I have practiced yoga for many years now. Recently, I have seen things on social media stating that “real Christians” don’t do yoga and it really bothered me, so I felt compelled to investigate things further. I understand that my journey with the Lord always has room for new understanding and improvement, so I was definitely willing to listen and research further what I was hearing. As I dug deeper, listened to the videos and looked up referenced scriptures, I was still not convicted in my heart that my going to yoga class a couple of times a week was somehow sinful. So, I prayed about it. I would like to share with you where I landed on the subject.


In this sin soaked world, anything can be misused, distorted or perverted. I now understand that not all yoga is created equal. Just as with anything in life, I allow my internal connection to the Lord and good old fashioned common sense lead my decisions. Personally, I have never been in a yoga class where chanting or “emptying of the mind” is happening. If I felt that the class was headed in a way that was uncomfortable to my spirit or would jeopardize my relationship with God, I would quietly and respectfully get up, gather my things and leave.


However, the classes I have chosen are about calming the mind to the internal chatter that can cause anxiety by intentionally returning to the breath, stretching and recovering with a well deserved time out from the hustle and bustle of life. During class, we are gently reminded to come back to our center and just breathe. We are reminded to not strive, but to tune into our bodies and honor what we can and cannot do. We are reminded to be gentle with ourselves physically and mentally.


Have you ever noticed in times of stress that your shoulders are shrugged way up by your ears and your breath is more shallow? I have found yoga counters that. As a runner, I feel that going to yoga classes have helped give my body time to stretch and recover. Yoga has also taught me the art of intentional breathing. Training the body to breathe, stand up straight and stretch when you are tense has been a real game changer for my body.


I have also specifically looked at my home studio and made sure that it does not have any idols or pictures of false gods anywhere in the building. There is a picture of a huge tree on the wall with words of encouragement on the leaves. (picture attached) I feel grounded, calm and safe in the space I have chosen as my home studio.


At the end of class, as we are given quiet time to relax and unwind, I pray. I thank the Lord for giving my body the ability to move and stretch and breathe. I spend time with the Lord literally counting my blessings. This uninterrupted time in prayer is precious to me.
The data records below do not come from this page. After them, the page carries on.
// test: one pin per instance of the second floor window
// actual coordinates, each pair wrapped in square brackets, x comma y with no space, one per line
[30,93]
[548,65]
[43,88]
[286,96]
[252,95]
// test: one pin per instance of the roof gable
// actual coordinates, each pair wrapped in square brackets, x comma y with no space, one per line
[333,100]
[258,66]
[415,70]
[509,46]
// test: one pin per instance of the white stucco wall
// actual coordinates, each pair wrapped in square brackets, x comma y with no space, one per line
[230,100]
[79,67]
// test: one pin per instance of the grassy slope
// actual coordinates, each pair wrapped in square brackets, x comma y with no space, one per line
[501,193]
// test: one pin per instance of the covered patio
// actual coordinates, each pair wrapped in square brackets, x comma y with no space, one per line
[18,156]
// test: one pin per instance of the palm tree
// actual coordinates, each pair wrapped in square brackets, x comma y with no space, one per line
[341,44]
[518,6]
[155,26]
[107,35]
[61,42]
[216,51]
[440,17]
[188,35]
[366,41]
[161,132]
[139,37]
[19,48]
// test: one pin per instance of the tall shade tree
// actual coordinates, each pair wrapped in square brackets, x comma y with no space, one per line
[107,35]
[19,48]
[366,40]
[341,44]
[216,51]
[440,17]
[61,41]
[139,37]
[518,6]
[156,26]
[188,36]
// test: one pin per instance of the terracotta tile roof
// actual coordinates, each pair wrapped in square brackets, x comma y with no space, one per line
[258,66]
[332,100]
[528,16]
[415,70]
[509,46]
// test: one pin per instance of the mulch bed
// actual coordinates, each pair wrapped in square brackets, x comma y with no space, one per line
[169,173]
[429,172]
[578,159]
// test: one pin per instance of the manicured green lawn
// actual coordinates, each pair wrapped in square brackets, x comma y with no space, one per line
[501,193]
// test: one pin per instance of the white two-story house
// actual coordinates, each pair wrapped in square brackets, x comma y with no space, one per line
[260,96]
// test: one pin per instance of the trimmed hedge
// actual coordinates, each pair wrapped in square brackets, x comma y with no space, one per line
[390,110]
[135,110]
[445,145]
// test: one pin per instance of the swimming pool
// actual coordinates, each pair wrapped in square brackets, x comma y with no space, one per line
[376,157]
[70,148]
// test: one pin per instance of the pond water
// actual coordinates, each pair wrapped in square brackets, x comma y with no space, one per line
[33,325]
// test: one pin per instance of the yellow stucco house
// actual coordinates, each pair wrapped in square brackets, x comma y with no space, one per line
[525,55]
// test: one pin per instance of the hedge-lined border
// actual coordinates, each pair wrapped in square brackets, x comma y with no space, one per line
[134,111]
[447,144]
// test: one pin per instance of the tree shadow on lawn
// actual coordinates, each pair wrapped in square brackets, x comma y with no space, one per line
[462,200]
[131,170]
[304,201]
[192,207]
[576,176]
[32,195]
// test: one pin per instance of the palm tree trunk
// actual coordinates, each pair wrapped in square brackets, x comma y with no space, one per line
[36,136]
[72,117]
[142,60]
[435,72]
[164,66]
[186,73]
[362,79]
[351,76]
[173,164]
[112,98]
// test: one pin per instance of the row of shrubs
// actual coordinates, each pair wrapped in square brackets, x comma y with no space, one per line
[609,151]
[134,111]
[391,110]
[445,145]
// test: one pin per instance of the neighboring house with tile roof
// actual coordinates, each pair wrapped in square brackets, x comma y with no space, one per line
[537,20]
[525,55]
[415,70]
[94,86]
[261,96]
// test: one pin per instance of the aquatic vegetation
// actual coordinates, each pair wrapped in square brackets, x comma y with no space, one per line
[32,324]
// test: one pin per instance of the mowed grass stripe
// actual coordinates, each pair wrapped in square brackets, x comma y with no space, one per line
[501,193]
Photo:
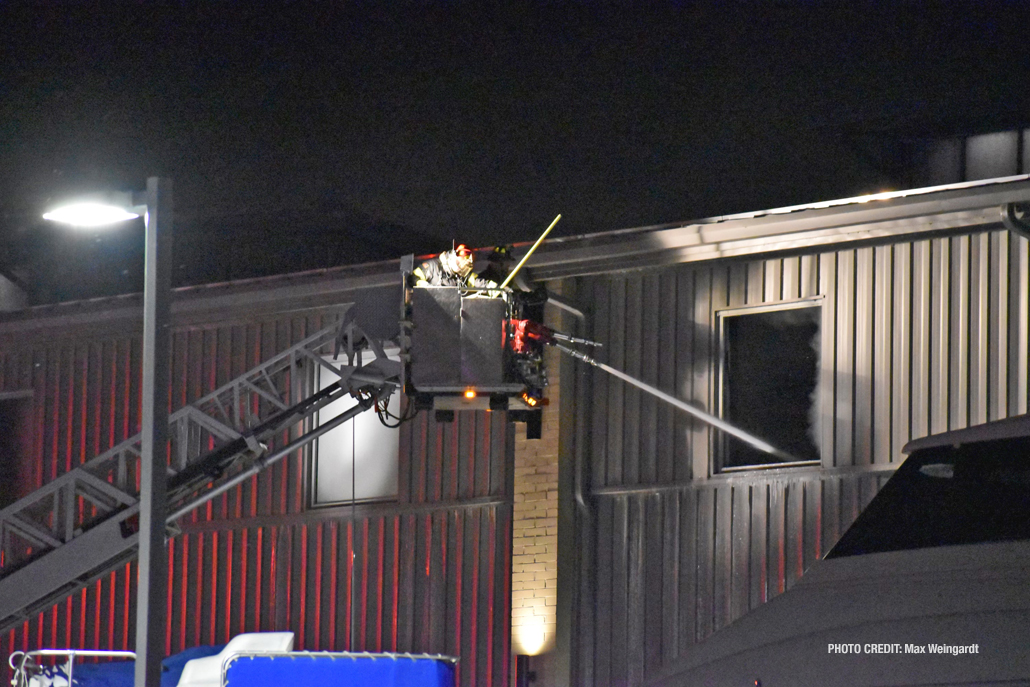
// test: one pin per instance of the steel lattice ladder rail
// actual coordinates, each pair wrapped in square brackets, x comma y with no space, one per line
[78,527]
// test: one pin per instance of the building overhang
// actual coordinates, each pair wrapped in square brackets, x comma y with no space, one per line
[964,207]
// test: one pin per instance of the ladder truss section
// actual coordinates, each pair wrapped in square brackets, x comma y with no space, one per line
[75,528]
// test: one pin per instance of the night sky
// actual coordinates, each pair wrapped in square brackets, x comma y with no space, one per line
[307,135]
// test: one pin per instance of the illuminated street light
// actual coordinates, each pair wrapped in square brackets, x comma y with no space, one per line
[156,205]
[90,214]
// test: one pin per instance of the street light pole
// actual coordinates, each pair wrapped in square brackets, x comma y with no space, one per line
[151,592]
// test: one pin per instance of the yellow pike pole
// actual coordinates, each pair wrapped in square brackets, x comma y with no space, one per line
[539,241]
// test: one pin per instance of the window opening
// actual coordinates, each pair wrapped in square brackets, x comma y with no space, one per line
[376,447]
[769,374]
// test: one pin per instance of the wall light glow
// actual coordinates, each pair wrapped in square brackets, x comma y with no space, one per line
[530,637]
[90,214]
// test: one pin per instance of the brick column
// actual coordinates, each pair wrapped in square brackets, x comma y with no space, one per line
[535,543]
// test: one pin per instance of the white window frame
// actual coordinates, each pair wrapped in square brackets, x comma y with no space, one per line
[377,448]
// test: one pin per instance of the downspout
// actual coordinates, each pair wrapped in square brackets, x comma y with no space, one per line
[1014,216]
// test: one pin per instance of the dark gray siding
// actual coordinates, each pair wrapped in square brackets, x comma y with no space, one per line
[917,338]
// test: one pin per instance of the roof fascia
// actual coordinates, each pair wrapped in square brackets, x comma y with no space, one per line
[966,207]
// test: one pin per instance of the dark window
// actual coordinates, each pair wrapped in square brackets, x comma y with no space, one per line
[769,375]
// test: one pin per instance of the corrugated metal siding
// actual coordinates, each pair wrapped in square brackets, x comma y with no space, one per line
[676,564]
[430,574]
[918,337]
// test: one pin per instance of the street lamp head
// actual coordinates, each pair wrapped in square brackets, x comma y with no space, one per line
[98,210]
[90,214]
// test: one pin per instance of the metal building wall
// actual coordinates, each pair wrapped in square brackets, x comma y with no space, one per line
[428,574]
[918,338]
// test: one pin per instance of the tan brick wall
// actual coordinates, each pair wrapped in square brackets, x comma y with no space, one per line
[535,569]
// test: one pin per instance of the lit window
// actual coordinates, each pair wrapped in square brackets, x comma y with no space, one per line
[376,447]
[768,382]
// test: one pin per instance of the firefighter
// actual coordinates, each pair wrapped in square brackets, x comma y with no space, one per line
[451,268]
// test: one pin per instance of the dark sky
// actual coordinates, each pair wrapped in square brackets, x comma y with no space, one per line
[313,134]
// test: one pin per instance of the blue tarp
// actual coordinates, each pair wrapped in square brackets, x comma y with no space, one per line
[315,670]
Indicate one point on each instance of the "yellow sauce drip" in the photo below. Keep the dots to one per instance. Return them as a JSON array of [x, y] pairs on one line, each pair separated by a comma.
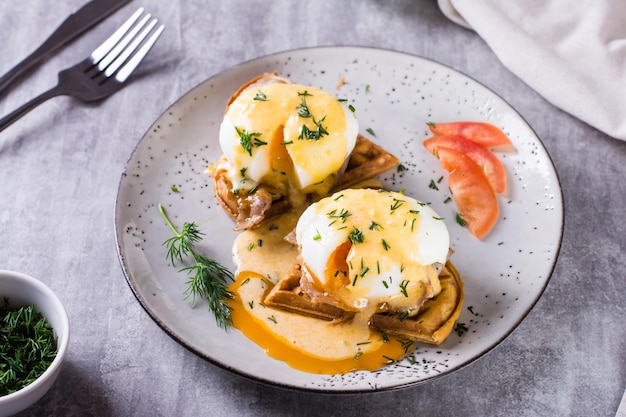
[[304, 343]]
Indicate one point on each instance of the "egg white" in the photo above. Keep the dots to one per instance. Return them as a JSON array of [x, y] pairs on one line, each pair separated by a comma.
[[377, 273]]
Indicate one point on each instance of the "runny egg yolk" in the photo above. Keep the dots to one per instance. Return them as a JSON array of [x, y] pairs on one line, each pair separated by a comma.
[[286, 133], [373, 247]]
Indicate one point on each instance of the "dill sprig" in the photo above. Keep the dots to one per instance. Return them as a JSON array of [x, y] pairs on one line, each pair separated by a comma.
[[27, 346], [207, 278]]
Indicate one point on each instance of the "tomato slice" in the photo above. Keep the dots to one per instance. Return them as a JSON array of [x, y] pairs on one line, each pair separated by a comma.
[[483, 157], [471, 191], [484, 134]]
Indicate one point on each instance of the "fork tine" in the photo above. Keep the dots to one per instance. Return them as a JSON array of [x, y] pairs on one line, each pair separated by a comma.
[[117, 63], [106, 46], [119, 47], [136, 59]]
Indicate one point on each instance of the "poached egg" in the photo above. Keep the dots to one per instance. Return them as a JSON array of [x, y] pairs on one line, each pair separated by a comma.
[[373, 249], [285, 134]]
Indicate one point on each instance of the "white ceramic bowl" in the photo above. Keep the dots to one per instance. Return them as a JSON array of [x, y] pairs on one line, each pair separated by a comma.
[[23, 290]]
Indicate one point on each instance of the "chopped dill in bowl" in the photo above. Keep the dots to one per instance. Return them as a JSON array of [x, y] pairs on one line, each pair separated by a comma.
[[27, 346]]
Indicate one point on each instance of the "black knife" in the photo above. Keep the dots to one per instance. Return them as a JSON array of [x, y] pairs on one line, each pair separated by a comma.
[[88, 16]]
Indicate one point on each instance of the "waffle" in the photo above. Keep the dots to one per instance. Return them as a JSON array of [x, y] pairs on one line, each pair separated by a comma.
[[431, 324]]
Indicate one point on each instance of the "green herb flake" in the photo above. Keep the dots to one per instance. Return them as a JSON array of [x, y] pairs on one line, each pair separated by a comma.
[[260, 96], [356, 236], [375, 226], [460, 328], [403, 286], [248, 140]]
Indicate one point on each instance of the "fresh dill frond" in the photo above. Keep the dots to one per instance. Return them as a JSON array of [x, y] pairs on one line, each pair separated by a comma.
[[208, 279]]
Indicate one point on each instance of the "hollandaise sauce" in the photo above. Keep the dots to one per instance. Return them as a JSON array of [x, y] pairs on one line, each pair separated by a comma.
[[307, 344]]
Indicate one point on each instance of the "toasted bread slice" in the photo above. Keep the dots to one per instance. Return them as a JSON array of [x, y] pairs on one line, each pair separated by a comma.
[[435, 319], [289, 295], [249, 210], [432, 324]]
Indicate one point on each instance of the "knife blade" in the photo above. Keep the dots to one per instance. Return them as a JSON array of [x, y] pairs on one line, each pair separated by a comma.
[[77, 23]]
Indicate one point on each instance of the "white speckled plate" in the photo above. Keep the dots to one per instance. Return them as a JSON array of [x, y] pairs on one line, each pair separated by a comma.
[[395, 95]]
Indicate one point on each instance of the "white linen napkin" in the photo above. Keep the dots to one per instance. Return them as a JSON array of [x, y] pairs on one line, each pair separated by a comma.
[[573, 53]]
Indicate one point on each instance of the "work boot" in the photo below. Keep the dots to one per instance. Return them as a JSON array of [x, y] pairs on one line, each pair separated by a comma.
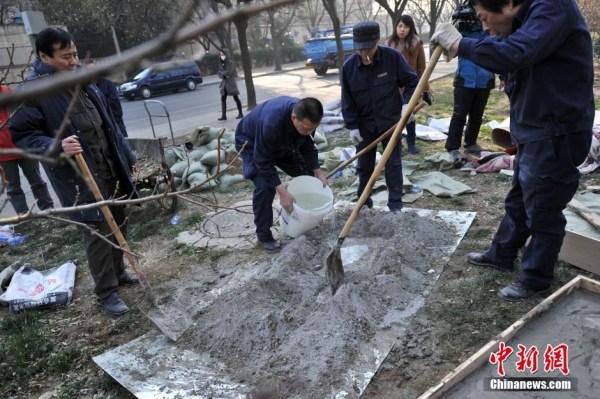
[[127, 279], [270, 246], [413, 150], [473, 149], [479, 259], [517, 292], [114, 305]]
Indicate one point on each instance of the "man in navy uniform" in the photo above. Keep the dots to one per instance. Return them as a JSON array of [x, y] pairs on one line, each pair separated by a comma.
[[278, 133], [544, 51], [372, 103]]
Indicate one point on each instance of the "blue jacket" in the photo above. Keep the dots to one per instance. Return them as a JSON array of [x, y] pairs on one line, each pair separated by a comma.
[[271, 135], [33, 127], [468, 74], [548, 66], [371, 99]]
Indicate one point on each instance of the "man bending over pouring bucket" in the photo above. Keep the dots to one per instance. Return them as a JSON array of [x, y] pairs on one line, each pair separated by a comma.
[[278, 133], [372, 103]]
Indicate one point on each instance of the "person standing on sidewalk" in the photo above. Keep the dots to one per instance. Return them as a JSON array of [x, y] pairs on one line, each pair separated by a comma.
[[228, 85], [543, 48], [10, 164], [92, 132], [406, 40], [472, 86], [372, 103]]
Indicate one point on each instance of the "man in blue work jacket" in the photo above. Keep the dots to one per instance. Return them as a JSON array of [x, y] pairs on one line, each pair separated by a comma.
[[372, 103], [278, 133], [543, 49]]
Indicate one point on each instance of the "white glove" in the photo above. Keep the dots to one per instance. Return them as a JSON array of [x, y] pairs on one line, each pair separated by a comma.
[[412, 116], [447, 36], [356, 137]]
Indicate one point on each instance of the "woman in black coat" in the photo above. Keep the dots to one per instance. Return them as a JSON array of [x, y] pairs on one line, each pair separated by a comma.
[[228, 85]]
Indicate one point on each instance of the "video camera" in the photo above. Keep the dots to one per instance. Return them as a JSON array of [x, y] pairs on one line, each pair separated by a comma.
[[464, 17]]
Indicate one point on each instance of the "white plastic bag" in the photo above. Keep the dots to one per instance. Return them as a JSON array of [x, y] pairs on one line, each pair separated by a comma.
[[30, 288]]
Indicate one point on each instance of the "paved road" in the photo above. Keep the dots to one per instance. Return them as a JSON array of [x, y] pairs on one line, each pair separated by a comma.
[[188, 110], [202, 106]]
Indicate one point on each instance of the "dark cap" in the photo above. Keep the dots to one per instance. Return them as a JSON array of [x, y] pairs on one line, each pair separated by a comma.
[[365, 35]]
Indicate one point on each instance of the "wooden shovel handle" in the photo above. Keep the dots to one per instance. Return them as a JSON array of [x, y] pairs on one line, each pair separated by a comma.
[[378, 140], [110, 219], [393, 141]]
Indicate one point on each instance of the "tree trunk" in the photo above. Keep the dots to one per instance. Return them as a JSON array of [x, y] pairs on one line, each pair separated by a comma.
[[335, 21], [276, 41], [241, 26]]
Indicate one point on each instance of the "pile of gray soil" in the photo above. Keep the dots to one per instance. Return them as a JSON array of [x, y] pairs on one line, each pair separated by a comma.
[[279, 330]]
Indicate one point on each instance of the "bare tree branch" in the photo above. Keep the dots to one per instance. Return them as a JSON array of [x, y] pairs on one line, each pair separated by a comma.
[[132, 57]]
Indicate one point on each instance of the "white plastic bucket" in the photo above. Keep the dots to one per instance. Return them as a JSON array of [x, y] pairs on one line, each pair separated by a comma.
[[312, 203]]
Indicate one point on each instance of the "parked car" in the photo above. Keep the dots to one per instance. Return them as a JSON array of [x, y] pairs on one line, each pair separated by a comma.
[[160, 78], [321, 50]]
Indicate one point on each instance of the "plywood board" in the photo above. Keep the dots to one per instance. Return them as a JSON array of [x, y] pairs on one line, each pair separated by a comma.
[[466, 381]]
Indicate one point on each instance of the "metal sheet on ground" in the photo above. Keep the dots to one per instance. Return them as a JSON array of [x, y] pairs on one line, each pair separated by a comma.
[[153, 367]]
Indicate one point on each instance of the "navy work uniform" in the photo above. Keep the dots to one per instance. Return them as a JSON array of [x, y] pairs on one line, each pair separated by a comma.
[[372, 103], [548, 64], [272, 141]]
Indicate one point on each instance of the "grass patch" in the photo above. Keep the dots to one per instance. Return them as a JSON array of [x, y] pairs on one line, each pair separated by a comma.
[[127, 322], [63, 361], [24, 349]]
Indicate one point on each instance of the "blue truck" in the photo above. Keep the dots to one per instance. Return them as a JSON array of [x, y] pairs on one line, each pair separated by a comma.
[[321, 50]]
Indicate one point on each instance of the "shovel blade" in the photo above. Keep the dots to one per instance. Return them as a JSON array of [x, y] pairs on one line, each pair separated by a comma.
[[170, 318], [334, 269]]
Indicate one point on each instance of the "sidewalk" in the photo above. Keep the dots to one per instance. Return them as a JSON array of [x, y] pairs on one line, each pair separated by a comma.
[[441, 69]]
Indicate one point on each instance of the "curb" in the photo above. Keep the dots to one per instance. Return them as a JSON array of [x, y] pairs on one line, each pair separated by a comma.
[[214, 79]]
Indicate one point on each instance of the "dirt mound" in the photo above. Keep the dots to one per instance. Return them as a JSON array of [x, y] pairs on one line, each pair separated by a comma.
[[281, 329]]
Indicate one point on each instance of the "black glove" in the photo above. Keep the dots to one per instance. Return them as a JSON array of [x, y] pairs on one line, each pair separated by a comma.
[[428, 98]]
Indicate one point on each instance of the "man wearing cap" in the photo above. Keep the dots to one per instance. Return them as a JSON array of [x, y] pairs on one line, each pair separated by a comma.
[[372, 103]]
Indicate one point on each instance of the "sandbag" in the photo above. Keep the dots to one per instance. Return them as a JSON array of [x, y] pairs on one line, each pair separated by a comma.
[[179, 168], [204, 135], [198, 178], [174, 155], [221, 167], [196, 167], [196, 154], [212, 157], [228, 180]]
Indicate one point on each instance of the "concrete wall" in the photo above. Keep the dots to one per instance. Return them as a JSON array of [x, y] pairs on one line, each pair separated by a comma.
[[15, 52]]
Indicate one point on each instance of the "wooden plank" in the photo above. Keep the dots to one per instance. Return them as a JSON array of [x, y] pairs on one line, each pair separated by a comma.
[[590, 216], [581, 251], [481, 356]]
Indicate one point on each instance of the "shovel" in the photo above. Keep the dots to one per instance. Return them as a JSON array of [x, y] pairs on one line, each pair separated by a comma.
[[333, 263], [173, 322]]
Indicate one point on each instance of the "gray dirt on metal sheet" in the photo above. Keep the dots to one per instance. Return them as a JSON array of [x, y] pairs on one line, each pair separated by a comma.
[[283, 329]]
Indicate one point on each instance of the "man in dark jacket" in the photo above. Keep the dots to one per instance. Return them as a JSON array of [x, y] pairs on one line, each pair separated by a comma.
[[372, 103], [543, 48], [93, 132], [278, 133], [472, 86]]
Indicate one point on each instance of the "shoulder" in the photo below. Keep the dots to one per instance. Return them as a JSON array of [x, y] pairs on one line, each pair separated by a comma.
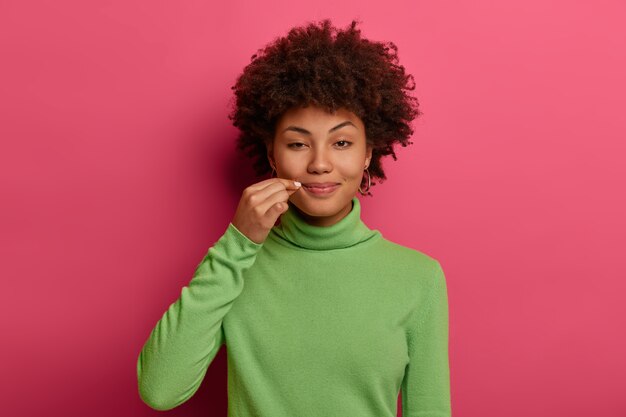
[[414, 259]]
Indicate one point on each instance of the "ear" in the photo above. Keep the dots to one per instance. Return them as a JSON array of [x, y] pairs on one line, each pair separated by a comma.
[[368, 155], [270, 158]]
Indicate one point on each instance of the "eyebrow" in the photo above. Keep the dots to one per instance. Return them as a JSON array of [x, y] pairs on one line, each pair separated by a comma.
[[306, 132]]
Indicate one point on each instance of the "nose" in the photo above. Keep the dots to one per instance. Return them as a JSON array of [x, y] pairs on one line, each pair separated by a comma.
[[320, 162]]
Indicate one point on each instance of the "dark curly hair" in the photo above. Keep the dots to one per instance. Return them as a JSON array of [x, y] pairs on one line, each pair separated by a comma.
[[330, 68]]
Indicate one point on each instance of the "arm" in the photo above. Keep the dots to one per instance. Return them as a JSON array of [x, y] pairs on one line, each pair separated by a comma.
[[426, 383], [182, 345]]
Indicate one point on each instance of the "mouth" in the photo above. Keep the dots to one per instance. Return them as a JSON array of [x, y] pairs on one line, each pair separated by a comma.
[[320, 189]]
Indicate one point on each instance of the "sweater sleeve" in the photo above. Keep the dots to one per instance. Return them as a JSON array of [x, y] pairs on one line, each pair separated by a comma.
[[426, 383], [184, 342]]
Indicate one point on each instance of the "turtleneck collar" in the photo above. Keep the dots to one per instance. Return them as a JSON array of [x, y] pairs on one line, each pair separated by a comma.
[[293, 230]]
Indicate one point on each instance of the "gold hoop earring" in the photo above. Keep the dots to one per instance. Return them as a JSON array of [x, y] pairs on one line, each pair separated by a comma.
[[369, 183]]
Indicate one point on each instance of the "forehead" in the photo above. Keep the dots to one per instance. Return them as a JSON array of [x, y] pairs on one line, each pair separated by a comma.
[[312, 116]]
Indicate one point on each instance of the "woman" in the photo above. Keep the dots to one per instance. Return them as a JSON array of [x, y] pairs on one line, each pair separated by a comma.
[[320, 315]]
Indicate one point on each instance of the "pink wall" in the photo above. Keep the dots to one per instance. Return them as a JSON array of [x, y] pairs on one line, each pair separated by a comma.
[[114, 184]]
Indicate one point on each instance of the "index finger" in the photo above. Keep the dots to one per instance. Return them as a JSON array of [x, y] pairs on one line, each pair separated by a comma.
[[289, 184]]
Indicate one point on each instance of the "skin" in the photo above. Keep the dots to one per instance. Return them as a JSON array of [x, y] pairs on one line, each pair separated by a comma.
[[322, 156]]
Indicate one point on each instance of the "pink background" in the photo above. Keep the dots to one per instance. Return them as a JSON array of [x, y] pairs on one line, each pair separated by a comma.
[[118, 172]]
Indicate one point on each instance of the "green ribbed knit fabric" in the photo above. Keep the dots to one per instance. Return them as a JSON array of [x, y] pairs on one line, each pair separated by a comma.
[[317, 321]]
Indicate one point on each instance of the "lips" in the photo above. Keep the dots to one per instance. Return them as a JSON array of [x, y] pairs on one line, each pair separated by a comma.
[[320, 185], [320, 188]]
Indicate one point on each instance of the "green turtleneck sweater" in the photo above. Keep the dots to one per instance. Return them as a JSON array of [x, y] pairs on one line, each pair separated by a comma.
[[316, 321]]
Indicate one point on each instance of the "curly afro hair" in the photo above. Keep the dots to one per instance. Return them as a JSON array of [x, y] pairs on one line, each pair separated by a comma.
[[330, 68]]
I have made a personal choice that at the end of class when others bow and say “Namaste,” I simply say, “Thank you Jesus.” I choose not to bow because what is in front of me is another person and I do not bow to people, only the Lord. But again, that is simply a personal choice. I do not judge the choice of others around me and no one has ever judged or condemned me for not bowing. A yoga practice is a very personal practice. Personal space and choices are respected.


During my research, I noticed many Christians feeling very strongly about their aversion to yoga that felt extremely aggressive and even judgmental. I would give caution that as with all things in our lives, we would pray for others to have wisdom and discernment and then release it to our loving God for Him to direct the Holy Spirit to minister to them and their choice to yoga or not to yoga.


I will continue to listen to the direction of the Lord. I am open to gentle discussion and reasoning as well as deeper understanding of the word of God. At this time however, I do not feel that I am sinning against the Lord in any of my exercise or stretching decisions. I hope any conversation this evokes remains “seasoned with salt” and full of grace and kindness as directed by the Lord. (Colossians 4:6) As Christians we are called to be “iron sharpening iron” but must remember that all things said or done must be done with love and compassion. (Proverbs 27:17)


At the very least, I hope this post gives you a better understanding of what really happens behind the yoga doors.